Subject to certain statutory requirements, Reg CF, as originally enacted, allowed issuers to raise up to $1.07 million from an unlimited number of investors in any twelve-month period through a registered broker-dealer or funding portal. Reg CF allows companies to acquire funding through online portals from non-accredited investors, which roughly accounts for 97 percent of the population in the United States. Notably, Reg CF included certain investment limitations to help mitigate the attendant risks of investing in early-stage companies, restricting the amount an individual could invest in a Reg CF offering depending on the investor’s income or net worth.

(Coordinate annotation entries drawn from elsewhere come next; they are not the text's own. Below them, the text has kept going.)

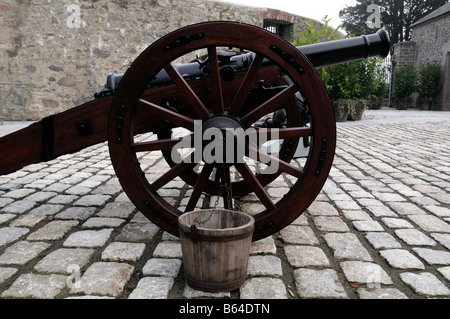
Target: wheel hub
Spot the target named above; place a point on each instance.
(223, 141)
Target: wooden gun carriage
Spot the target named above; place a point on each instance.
(245, 78)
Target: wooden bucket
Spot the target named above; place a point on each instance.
(216, 246)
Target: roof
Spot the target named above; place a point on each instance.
(445, 9)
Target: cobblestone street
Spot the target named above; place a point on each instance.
(379, 229)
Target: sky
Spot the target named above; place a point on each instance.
(315, 9)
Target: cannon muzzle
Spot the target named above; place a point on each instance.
(320, 55)
(347, 50)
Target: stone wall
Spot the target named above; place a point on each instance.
(404, 54)
(433, 46)
(433, 41)
(54, 54)
(430, 44)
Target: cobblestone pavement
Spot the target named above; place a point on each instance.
(379, 229)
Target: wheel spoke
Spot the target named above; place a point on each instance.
(254, 183)
(159, 145)
(282, 133)
(199, 187)
(194, 101)
(269, 106)
(249, 79)
(174, 172)
(216, 85)
(270, 160)
(171, 116)
(226, 187)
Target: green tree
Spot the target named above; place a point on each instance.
(396, 16)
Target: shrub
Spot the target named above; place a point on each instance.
(404, 86)
(429, 81)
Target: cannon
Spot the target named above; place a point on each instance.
(244, 84)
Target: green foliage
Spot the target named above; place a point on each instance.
(404, 83)
(429, 81)
(396, 16)
(313, 35)
(363, 79)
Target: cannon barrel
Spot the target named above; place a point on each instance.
(347, 50)
(320, 55)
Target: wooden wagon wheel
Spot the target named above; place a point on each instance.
(227, 106)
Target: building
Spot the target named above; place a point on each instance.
(55, 54)
(430, 42)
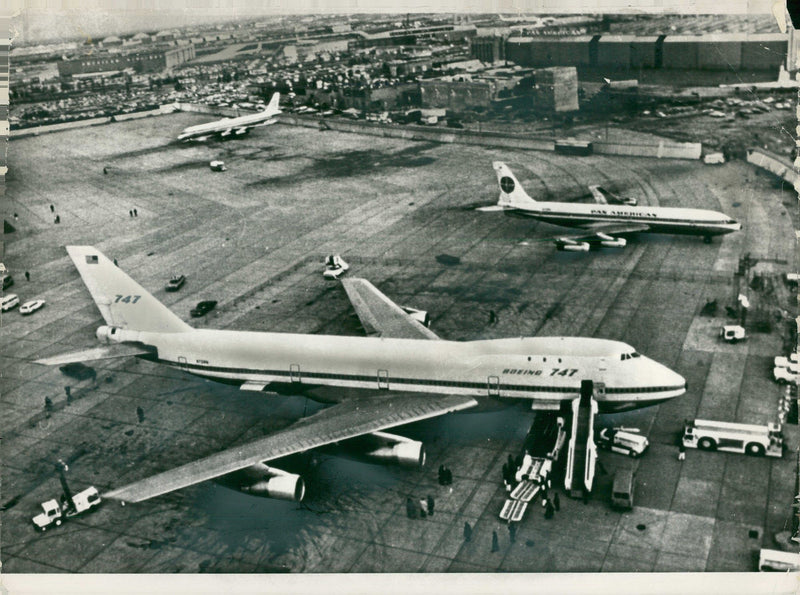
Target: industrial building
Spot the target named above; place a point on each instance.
(488, 48)
(154, 60)
(729, 51)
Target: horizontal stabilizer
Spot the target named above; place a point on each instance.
(95, 353)
(380, 316)
(256, 386)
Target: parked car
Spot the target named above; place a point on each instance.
(335, 267)
(31, 307)
(626, 441)
(203, 308)
(785, 375)
(175, 283)
(732, 333)
(9, 301)
(785, 362)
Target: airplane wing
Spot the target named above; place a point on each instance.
(380, 316)
(602, 233)
(340, 422)
(615, 228)
(94, 353)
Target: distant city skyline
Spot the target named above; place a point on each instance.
(96, 21)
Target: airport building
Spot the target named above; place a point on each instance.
(729, 51)
(154, 60)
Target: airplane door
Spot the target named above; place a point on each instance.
(602, 367)
(383, 379)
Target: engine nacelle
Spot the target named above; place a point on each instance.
(397, 449)
(573, 247)
(283, 487)
(115, 334)
(407, 454)
(268, 482)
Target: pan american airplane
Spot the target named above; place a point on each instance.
(400, 374)
(233, 127)
(601, 223)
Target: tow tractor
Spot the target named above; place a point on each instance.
(54, 513)
(732, 333)
(335, 267)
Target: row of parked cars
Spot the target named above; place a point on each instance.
(11, 300)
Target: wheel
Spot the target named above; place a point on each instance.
(707, 444)
(755, 449)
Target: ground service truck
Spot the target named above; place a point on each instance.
(733, 437)
(54, 513)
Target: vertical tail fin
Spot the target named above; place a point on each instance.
(121, 300)
(272, 106)
(511, 192)
(599, 195)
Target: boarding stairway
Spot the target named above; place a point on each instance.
(581, 453)
(546, 438)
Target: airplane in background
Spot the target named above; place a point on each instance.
(400, 374)
(603, 222)
(233, 126)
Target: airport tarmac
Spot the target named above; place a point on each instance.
(402, 214)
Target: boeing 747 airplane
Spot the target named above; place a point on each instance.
(603, 222)
(233, 126)
(400, 374)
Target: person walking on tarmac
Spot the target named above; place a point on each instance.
(549, 510)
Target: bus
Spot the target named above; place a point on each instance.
(750, 439)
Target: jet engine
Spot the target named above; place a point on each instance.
(267, 482)
(614, 243)
(572, 246)
(115, 334)
(380, 447)
(611, 242)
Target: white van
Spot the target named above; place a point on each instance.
(9, 301)
(778, 561)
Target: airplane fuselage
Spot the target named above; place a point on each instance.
(545, 371)
(658, 219)
(227, 124)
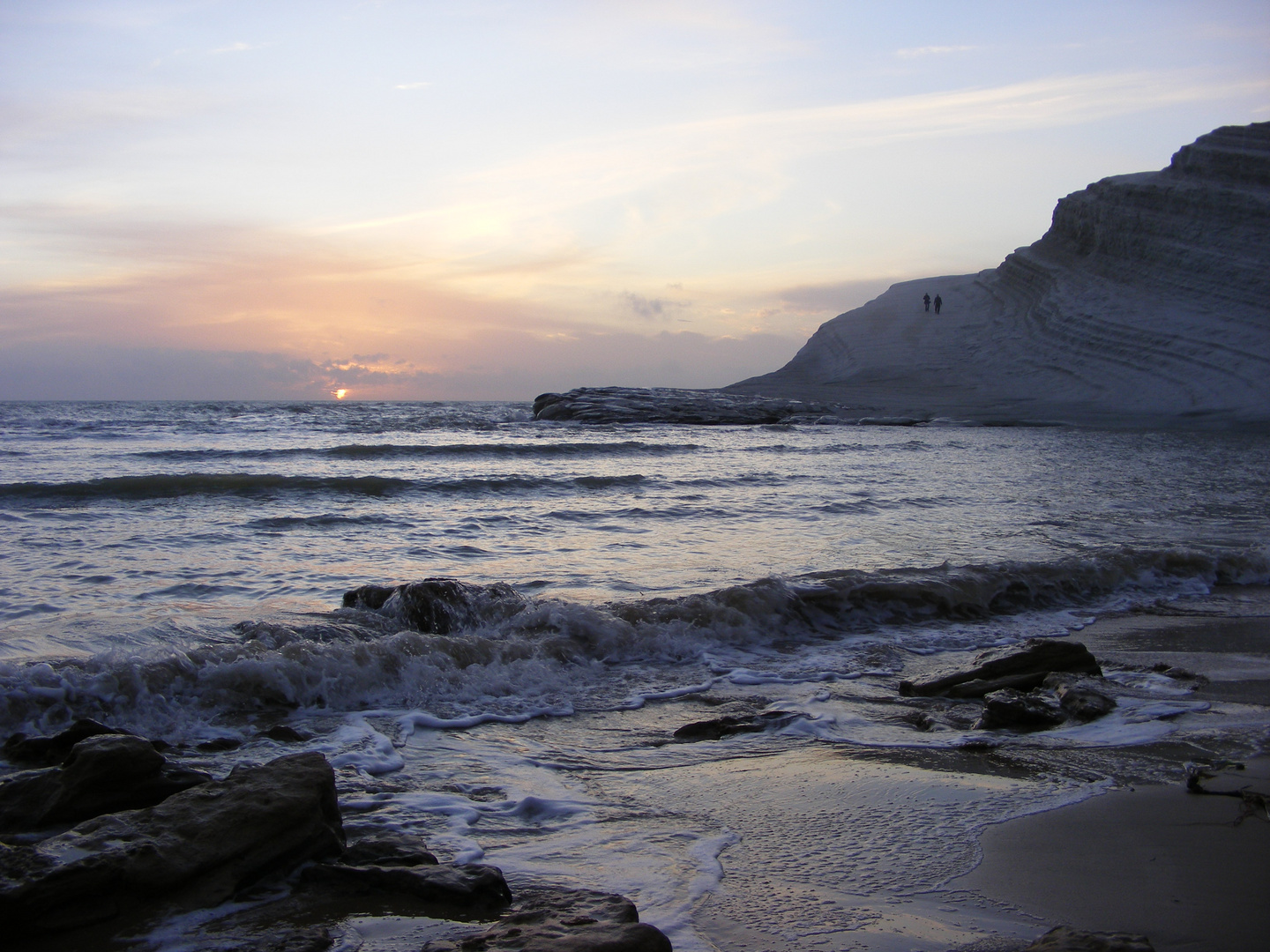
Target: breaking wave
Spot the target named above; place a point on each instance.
(461, 651)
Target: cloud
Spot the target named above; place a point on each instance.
(657, 179)
(239, 48)
(914, 52)
(651, 308)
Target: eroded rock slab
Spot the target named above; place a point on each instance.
(1012, 709)
(456, 886)
(103, 773)
(1020, 666)
(195, 850)
(48, 752)
(564, 920)
(672, 405)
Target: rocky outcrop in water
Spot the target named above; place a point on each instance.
(1147, 301)
(101, 775)
(197, 848)
(669, 405)
(564, 920)
(1020, 666)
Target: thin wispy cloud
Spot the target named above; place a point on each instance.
(914, 52)
(738, 160)
(239, 48)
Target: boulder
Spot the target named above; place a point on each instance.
(564, 920)
(439, 606)
(1012, 709)
(101, 775)
(1067, 940)
(464, 888)
(1019, 666)
(719, 727)
(387, 850)
(1085, 703)
(285, 734)
(196, 848)
(48, 752)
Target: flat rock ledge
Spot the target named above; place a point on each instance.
(161, 841)
(669, 405)
(564, 920)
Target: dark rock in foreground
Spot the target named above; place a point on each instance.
(49, 752)
(671, 405)
(195, 850)
(101, 775)
(1012, 709)
(1085, 703)
(1067, 940)
(456, 886)
(564, 920)
(1020, 666)
(721, 727)
(439, 606)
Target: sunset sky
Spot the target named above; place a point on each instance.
(489, 199)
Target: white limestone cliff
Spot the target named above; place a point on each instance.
(1147, 301)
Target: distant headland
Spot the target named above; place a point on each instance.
(1147, 302)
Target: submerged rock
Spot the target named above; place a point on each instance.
(439, 606)
(387, 850)
(460, 888)
(1085, 703)
(197, 848)
(1067, 940)
(672, 405)
(564, 920)
(1019, 666)
(721, 727)
(1012, 709)
(101, 775)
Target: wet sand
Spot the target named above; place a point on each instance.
(1156, 859)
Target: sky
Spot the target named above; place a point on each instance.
(485, 201)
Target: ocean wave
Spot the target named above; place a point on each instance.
(458, 649)
(412, 450)
(244, 484)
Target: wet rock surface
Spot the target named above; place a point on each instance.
(240, 838)
(1085, 703)
(1020, 666)
(197, 848)
(101, 773)
(49, 752)
(438, 606)
(1067, 940)
(464, 886)
(721, 727)
(564, 920)
(1012, 709)
(672, 405)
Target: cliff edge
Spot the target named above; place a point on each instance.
(1146, 302)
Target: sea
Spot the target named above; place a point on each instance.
(179, 569)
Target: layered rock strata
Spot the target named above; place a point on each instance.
(1147, 301)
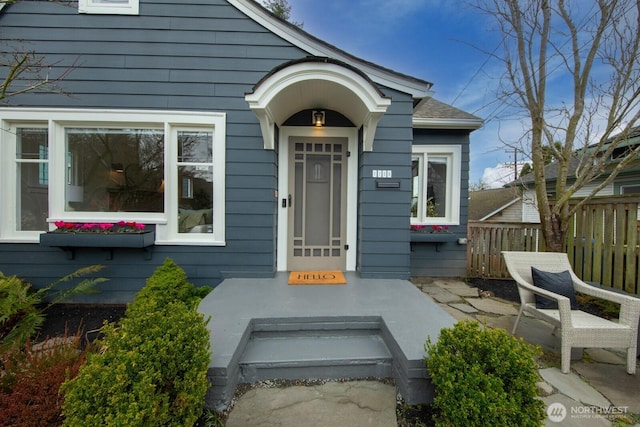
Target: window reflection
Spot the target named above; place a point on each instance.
(114, 170)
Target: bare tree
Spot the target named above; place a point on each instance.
(22, 70)
(593, 48)
(282, 9)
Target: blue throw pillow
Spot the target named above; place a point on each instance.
(558, 283)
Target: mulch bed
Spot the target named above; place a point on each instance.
(84, 319)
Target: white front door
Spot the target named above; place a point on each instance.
(317, 203)
(317, 224)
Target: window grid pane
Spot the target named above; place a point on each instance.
(114, 170)
(195, 178)
(32, 179)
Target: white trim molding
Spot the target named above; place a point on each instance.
(317, 84)
(416, 87)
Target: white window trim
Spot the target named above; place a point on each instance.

On November 2, 2020, the SEC adopted final amendments to Reg CF, which became effective March 15, 2021. The amendments to Reg CF were part of the SEC’s broader amendments to the exempt offering framework, implemented with the stated goal of promoting capital formation while preserving investor protections. The adopted amendments incorporate important changes to Reg CF, including the following:
· The maximum aggregate offering limit has been increased from $1.07 million to $5 million.
· Accredited investors are now permitted to invest an unlimited amount in Reg CF offerings, as they can in offerings made pursuant to Regulation D.
· The investment limits for non-accredited investors have also been broadened, allowing non-accredited investors to use the greater of their annual income or net worth in calculating their annual investment limits.
· Issuers may now create special purpose vehicles (“SPV”) to serve as a conduit for investors to invest in the issuer. Importantly, the SPV must be organized solely for the purpose of directly acquiring, holding and disposing of the securities issued by a single crowdfunding issuer raising capital under Reg CF. This will allow issuers to maintain a cleaner capitalization table and reduce the administrative burdens of managing a large shareholder base.
· Issuers may now “test the waters” with potential investors prior to filing a Form C with the SEC. This should help companies test investors’ interest in the offered securities to help companies save the money they would otherwise have spent on filing the offering disclosures with the SEC for a Reg CF campaign that might have failed to raise funds. The amendments require issuers to include appropriate legends in their solicitation materials, which must also be disclosed in the Form C filed with the SEC.
This amendment means that early-stage companies can rely on Reg CF as an alternative to Rule 506 offerings and non-accredited investors can invest much more money than allowed before in such offerings. All these measures should enhance fundraising ability for some issuers.